Signed into law by President Joe Biden in March 2022, the Ending Forced Arbitration of Sexual Assault and Sexual Harassment Act of 2021 amended the Federal Arbitration Act (FAA) to effectively ban the pre-dispute arbitration of sexual harassment and sexual assault claims. Although this important legislative update has often been framed within the employment context, it is important for all employers, including those in the healthcare industry, to note that the sweeping ban on sexual assault and sexual harassment arbitration agreements does not appear to be limited to claims arising solely within the workplace.

The new law’s broad definition of the term “pre-dispute arbitration agreement” as “any agreement to arbitrate a dispute that had not yet arisen at the time of the making of the agreement” does not explicitly exclude agreements outside of employment agreements. Additionally, the law’s definitions of the terms “sexual assault dispute” and “sexual harassment dispute” do not explicitly limit conceivable claims to the workplace.

Importantly, many states have civil statutory frameworks outlawing sexual harassment/assault that provide for a cause of action for sexual harassment/sexual assault outside of the employment context (such as the public accommodation provisions in the New Jersey Law Against Discrimination – NJLAD).
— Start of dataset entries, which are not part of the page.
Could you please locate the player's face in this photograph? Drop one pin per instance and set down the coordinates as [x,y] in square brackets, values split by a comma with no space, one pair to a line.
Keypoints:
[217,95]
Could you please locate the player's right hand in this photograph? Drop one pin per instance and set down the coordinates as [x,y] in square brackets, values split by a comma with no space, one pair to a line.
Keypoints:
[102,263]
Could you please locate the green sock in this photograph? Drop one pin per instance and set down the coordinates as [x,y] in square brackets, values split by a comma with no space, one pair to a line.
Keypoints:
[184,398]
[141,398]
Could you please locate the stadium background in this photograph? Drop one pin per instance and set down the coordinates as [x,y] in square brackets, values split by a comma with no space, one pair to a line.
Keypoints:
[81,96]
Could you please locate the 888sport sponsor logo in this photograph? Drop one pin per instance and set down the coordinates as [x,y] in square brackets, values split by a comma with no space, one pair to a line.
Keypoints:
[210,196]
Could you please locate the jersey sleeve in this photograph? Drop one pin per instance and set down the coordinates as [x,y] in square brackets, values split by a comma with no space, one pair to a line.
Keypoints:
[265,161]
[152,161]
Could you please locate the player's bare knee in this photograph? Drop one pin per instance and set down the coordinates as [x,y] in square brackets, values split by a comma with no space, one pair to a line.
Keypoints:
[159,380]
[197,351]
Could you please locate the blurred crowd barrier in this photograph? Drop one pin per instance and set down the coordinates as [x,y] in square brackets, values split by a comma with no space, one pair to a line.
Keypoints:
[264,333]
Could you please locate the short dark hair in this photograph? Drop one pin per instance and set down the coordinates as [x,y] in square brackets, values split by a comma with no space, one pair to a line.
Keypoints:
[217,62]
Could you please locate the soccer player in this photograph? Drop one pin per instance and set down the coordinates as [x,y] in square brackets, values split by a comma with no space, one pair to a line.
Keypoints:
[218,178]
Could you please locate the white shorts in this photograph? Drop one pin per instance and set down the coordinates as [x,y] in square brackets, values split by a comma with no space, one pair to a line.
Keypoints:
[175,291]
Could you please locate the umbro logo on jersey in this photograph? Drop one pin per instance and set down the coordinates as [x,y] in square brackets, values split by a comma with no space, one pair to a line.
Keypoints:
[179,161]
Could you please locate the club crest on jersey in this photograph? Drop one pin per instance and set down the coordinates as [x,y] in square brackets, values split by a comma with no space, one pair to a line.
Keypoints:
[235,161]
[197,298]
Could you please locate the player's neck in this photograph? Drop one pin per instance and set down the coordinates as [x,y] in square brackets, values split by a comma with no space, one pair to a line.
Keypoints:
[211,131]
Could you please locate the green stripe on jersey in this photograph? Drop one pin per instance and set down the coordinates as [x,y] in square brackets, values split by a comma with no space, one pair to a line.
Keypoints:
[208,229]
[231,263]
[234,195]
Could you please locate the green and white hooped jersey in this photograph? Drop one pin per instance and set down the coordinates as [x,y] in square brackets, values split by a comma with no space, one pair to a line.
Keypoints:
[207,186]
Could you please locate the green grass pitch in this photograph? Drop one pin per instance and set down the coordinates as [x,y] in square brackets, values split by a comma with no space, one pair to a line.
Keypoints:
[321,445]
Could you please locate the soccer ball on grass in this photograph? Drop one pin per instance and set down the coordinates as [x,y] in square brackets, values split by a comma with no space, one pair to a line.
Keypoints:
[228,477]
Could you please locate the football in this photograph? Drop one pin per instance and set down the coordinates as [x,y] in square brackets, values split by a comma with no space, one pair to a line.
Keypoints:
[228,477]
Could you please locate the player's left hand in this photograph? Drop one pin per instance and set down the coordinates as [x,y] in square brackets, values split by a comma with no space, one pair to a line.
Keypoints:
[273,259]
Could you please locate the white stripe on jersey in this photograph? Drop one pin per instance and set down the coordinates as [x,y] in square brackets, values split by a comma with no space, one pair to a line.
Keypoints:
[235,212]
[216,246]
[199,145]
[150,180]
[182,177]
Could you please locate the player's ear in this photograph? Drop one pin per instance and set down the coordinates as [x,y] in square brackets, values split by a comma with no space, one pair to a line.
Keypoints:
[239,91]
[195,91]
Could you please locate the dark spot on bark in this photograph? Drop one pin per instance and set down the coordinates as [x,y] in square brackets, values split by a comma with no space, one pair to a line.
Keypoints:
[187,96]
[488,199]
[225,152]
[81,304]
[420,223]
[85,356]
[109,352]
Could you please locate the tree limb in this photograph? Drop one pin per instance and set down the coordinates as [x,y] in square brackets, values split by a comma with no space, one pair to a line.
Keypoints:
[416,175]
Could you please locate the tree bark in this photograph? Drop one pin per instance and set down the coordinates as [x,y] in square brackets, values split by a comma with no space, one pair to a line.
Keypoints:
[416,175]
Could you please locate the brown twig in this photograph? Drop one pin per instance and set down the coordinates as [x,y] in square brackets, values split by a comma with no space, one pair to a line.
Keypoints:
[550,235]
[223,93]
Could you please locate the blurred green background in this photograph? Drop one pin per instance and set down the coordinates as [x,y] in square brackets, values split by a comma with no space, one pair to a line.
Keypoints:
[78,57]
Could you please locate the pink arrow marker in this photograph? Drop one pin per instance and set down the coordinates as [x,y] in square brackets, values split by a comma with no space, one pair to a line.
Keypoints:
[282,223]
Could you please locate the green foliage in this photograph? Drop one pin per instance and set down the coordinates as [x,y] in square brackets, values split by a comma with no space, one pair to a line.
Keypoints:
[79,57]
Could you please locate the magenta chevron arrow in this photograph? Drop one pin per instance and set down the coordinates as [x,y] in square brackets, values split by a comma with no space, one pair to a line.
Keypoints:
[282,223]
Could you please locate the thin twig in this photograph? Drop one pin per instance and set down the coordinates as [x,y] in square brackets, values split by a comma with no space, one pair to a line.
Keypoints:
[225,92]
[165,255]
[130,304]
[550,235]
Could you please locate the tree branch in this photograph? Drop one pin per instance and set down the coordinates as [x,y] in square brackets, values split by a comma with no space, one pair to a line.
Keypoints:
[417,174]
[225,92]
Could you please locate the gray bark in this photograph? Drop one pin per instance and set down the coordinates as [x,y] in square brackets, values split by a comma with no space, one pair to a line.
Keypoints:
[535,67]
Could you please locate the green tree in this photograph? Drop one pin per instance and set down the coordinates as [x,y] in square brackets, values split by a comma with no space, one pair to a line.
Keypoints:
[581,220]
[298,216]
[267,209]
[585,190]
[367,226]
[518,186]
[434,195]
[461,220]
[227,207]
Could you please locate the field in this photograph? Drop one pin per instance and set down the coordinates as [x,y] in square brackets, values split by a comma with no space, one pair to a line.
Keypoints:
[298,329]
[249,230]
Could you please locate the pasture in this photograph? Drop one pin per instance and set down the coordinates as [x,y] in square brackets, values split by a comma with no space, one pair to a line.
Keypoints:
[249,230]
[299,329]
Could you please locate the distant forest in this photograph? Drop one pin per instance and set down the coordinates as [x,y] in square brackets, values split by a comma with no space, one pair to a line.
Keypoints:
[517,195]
Employers should therefore closely consider how the new law might also affect arbitration agreements with customers, clients, and/or patients that limit premises liability.  Insurance rates could also be impacted, as the cost of defending these claims in state court are often much higher than through arbitration.
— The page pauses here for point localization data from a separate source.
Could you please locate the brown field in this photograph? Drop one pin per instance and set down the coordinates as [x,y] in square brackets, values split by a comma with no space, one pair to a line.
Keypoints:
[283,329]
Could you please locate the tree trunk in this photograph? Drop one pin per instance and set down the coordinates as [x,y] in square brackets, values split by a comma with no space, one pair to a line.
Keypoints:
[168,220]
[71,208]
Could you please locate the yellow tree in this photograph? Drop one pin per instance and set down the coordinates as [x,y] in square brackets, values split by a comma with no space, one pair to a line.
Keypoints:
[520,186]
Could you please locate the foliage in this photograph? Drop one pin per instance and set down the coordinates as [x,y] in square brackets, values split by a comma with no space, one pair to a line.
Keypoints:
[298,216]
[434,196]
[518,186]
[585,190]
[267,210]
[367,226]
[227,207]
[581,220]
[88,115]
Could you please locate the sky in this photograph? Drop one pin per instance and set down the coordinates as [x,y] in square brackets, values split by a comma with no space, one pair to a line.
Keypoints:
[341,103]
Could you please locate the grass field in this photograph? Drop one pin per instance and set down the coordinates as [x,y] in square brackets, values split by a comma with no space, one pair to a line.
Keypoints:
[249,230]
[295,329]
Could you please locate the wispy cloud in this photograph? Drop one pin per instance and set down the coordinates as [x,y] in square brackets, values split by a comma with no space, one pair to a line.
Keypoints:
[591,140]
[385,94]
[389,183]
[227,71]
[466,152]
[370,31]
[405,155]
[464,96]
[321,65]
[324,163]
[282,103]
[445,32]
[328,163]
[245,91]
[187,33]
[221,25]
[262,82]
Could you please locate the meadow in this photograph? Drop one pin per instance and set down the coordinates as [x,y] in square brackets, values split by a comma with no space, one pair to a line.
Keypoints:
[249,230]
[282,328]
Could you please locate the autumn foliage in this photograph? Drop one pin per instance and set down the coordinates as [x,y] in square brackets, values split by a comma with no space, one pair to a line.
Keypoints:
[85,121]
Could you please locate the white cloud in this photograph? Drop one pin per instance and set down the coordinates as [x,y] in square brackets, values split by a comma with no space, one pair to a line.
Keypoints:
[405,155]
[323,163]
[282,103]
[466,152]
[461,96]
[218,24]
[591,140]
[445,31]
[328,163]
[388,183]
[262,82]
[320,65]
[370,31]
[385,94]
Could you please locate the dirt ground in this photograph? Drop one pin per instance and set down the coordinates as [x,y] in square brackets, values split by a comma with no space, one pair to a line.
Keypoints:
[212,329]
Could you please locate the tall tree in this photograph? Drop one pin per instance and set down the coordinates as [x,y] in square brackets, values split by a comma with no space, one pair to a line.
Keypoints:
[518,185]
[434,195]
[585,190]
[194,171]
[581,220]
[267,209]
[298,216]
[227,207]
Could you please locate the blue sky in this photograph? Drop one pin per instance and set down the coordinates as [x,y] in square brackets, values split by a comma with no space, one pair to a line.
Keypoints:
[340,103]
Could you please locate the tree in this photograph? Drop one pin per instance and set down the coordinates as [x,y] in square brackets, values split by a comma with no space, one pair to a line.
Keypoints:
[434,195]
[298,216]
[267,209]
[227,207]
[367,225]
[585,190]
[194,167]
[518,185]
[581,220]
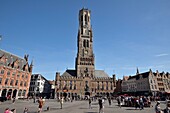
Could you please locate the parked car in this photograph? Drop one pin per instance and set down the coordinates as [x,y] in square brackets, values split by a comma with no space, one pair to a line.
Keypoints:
[2,99]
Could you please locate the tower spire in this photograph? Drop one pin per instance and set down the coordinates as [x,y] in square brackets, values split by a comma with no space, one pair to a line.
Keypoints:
[137,71]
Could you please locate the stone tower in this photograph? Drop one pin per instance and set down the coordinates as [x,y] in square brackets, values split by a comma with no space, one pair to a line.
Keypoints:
[85,58]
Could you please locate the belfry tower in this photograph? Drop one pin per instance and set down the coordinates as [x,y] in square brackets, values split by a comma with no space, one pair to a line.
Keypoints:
[85,58]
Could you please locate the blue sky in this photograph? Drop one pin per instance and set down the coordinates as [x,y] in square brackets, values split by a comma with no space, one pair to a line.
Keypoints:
[127,34]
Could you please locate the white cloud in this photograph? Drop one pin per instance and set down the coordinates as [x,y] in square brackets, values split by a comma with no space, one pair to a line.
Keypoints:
[160,55]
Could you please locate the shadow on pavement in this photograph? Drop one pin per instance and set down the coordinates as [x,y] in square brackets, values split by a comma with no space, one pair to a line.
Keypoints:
[90,112]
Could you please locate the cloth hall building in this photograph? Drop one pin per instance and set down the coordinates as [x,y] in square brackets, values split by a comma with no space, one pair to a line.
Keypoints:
[84,80]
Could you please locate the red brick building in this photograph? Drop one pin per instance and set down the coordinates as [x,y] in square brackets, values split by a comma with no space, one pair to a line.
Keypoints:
[15,74]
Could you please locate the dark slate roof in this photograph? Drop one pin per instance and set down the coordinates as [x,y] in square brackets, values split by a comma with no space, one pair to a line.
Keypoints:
[72,73]
[100,73]
[11,58]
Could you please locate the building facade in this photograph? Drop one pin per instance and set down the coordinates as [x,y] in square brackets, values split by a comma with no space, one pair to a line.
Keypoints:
[84,80]
[148,83]
[39,86]
[15,74]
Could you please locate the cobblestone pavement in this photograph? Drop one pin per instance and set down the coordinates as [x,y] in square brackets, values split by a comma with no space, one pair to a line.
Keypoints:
[72,107]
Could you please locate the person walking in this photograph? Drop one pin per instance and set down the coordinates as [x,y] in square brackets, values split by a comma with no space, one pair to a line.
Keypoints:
[61,102]
[158,108]
[25,110]
[141,103]
[90,103]
[40,101]
[13,101]
[109,99]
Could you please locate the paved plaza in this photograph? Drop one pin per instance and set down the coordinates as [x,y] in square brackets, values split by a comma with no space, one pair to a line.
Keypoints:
[72,107]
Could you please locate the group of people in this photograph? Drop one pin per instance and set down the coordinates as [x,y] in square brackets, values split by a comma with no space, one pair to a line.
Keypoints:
[159,110]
Since the passage of the first amendment to the FAA, the House has passed a second bill amending the FAA that would extend the ban on pre-dispute arbitration agreements to future employment, consumer, antitrust, and civil rights claims. Notably, this second proposed amendment defines “employment” and “civil rights” claims broadly enough to include the full panoply of federal and state employment discrimination/civil rights claims, and explicitly includes claims arising from alleged discrimination in – among other places – “public accommodations and facilities” and “healthcare.”

Although the first FAA amendment passed mostly along party lines with limited bipartisan support, the pending second amendment is expected to garner far more contention and debate in the Senate along the usual party lines. As of now, it appears that the second amendment may narrowly pass in the Senate if Democrats can maintain their partisan coalition that led to passage of the first amendment. However, this outcome assumes that the vote takes place before the mid-term elections in November 2022, which remains uncertain. Regardless, the recent changes to the FAA and the potential future changes should be closely reviewed by healthcare providers.